Ever since deposing Doug Logan as CEO nearly 18 months ago, USA Track and Field has been led only by an “acting” CEO, Mike McNees. It’s a weird situation to have an “acting” leader for that long.
Last May, I reported a rumor I got from Garry Hill, managing editor of Track and Field News, which is that the position will be filled after the 2012 Olympic Trials. Not Olympic Games, but Olympic Trials. Hill speculated that the reason for the wait is that the “perfect candidate” would not be available until then, which led me to speculate that the person in question is none other than Vin Lananna, Oregon head coach and co-chair of the Olympic Trials organizing committee.

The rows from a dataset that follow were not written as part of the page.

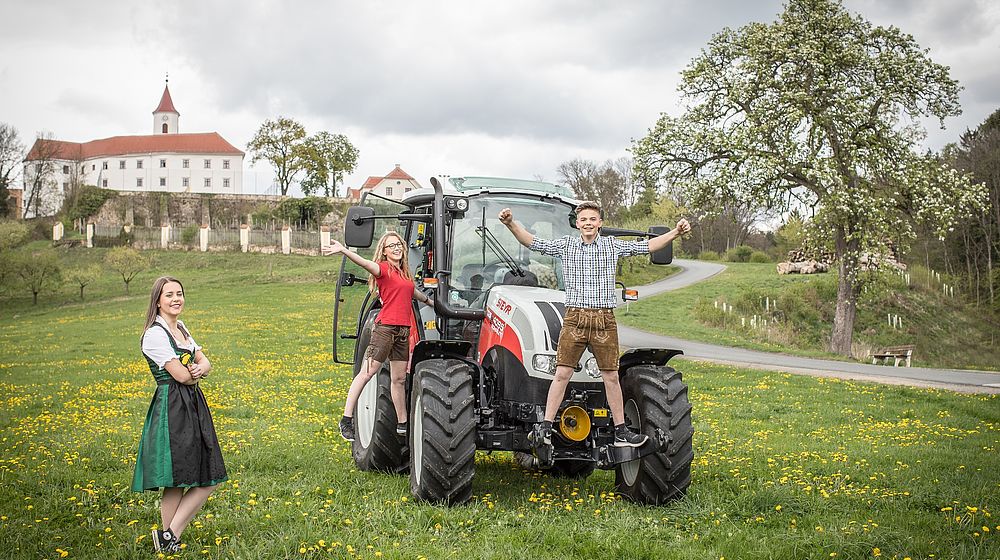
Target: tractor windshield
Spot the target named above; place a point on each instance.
(485, 253)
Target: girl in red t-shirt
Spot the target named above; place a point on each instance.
(389, 277)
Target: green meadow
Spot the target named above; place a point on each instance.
(785, 466)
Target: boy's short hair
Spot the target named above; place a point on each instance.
(589, 205)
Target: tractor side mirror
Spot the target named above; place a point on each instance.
(664, 255)
(359, 227)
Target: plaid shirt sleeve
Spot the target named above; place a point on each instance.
(552, 248)
(630, 248)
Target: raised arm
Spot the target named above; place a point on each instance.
(522, 235)
(661, 241)
(336, 247)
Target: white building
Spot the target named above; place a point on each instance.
(393, 185)
(165, 161)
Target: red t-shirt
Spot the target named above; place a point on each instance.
(396, 292)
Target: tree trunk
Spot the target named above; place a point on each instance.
(847, 296)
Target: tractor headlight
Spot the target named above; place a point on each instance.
(545, 363)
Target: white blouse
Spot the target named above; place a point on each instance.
(156, 343)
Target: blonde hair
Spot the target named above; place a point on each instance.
(379, 256)
(154, 299)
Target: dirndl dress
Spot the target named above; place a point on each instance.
(179, 447)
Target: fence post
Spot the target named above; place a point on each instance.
(324, 237)
(203, 237)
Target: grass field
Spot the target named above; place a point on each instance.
(786, 466)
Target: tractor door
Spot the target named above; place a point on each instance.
(353, 304)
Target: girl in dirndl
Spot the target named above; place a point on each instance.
(179, 451)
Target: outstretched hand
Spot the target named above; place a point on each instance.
(333, 248)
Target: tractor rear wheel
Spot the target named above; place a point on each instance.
(376, 446)
(442, 432)
(656, 398)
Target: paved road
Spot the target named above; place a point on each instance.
(969, 381)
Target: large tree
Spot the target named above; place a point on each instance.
(327, 156)
(819, 107)
(604, 183)
(281, 143)
(11, 155)
(40, 184)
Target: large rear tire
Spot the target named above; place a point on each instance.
(376, 446)
(442, 432)
(656, 397)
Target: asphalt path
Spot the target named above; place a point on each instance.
(967, 381)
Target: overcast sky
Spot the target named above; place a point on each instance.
(460, 88)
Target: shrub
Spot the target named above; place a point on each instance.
(759, 256)
(708, 256)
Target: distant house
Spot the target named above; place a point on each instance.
(393, 185)
(165, 161)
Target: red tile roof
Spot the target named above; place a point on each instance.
(399, 174)
(197, 143)
(166, 103)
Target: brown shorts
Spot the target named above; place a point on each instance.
(389, 341)
(589, 327)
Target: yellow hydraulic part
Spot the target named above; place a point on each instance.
(574, 423)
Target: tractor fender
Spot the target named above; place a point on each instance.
(652, 356)
(441, 349)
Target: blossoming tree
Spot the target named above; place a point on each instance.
(818, 109)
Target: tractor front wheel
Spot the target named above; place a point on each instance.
(442, 432)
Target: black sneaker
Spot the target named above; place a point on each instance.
(625, 437)
(347, 428)
(162, 539)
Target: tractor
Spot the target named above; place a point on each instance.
(484, 355)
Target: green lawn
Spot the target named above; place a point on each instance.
(786, 466)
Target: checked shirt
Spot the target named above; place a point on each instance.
(589, 268)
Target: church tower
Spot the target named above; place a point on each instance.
(165, 117)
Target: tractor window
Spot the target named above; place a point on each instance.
(477, 265)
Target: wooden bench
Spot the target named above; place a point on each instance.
(896, 353)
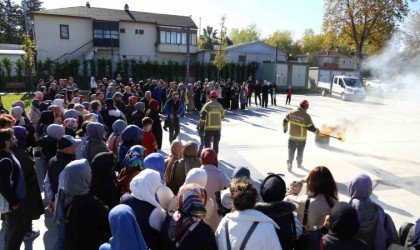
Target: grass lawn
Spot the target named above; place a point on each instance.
(8, 99)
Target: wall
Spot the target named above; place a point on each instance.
(132, 44)
(50, 45)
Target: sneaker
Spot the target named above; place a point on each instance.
(289, 166)
(32, 235)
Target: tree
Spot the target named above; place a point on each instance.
(364, 25)
(411, 35)
(312, 42)
(249, 34)
(219, 59)
(285, 41)
(32, 5)
(10, 27)
(208, 38)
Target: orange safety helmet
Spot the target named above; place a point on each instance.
(304, 104)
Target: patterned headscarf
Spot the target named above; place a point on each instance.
(134, 158)
(71, 123)
(191, 209)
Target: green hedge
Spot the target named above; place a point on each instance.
(81, 70)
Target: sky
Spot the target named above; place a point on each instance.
(268, 15)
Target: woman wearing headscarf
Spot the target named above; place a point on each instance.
(48, 143)
(138, 114)
(104, 182)
(216, 180)
(132, 166)
(32, 203)
(343, 225)
(176, 154)
(115, 138)
(376, 227)
(84, 216)
(130, 136)
(153, 113)
(47, 118)
(321, 195)
(273, 191)
(181, 167)
(186, 228)
(245, 220)
(18, 113)
(142, 200)
(34, 113)
(94, 142)
(196, 176)
(125, 231)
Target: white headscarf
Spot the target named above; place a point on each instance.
(196, 176)
(145, 185)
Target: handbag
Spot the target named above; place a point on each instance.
(309, 240)
(4, 204)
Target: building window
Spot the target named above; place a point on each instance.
(193, 39)
(173, 37)
(64, 31)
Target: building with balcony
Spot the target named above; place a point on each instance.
(330, 59)
(87, 32)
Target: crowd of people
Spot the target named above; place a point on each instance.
(109, 186)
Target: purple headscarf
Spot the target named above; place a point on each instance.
(360, 189)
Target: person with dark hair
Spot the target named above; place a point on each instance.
(320, 197)
(85, 217)
(32, 203)
(12, 190)
(94, 143)
(216, 180)
(273, 191)
(148, 141)
(66, 153)
(181, 167)
(173, 109)
(130, 136)
(341, 227)
(376, 227)
(186, 228)
(104, 182)
(300, 121)
(153, 113)
(245, 227)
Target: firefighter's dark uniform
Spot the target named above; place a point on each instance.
(300, 122)
(211, 117)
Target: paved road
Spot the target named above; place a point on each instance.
(382, 140)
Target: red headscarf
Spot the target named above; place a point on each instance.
(153, 105)
(209, 156)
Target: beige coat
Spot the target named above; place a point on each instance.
(216, 181)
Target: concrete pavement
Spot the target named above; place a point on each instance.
(382, 140)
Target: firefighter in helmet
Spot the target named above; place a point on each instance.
(300, 121)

A lot of speculation there. But it did turn out that Lananna met with USATF and initially accepted the job but quickly changed his mind. I have not forgotten this, especially during the various brouhahas that erupted around USATF in the last few months.
In this context, I found the headline yesterday to Ken Goe’s Oregon daily track & field rundown very interesting. It asks “What’s left on Vin Lananna’s ‘to do’ list at Oregon?”, and the accompanying writeup says the lone thing missing is an NCAA Outdoor Championships team title. It sounds almost as if he’s ready to close up shop and move on, and needs to finish up tasks before he does. Whether or not that’s actually the case is more speculation, but it struck me that way.
This is Lananna’s seventh year at Oregon. Before that, he was Athletic Director at Oberlin College for two years (2003-2005), head coach at Stanford for eleven years (1992-2003), head coach at Dartmouth for eleven years (1980-1992), and head coach at C.W. Post (1975-1980). He doesn’t settle in one place and stay there, so no one should be surprised if he takes off from Oregon to do something else.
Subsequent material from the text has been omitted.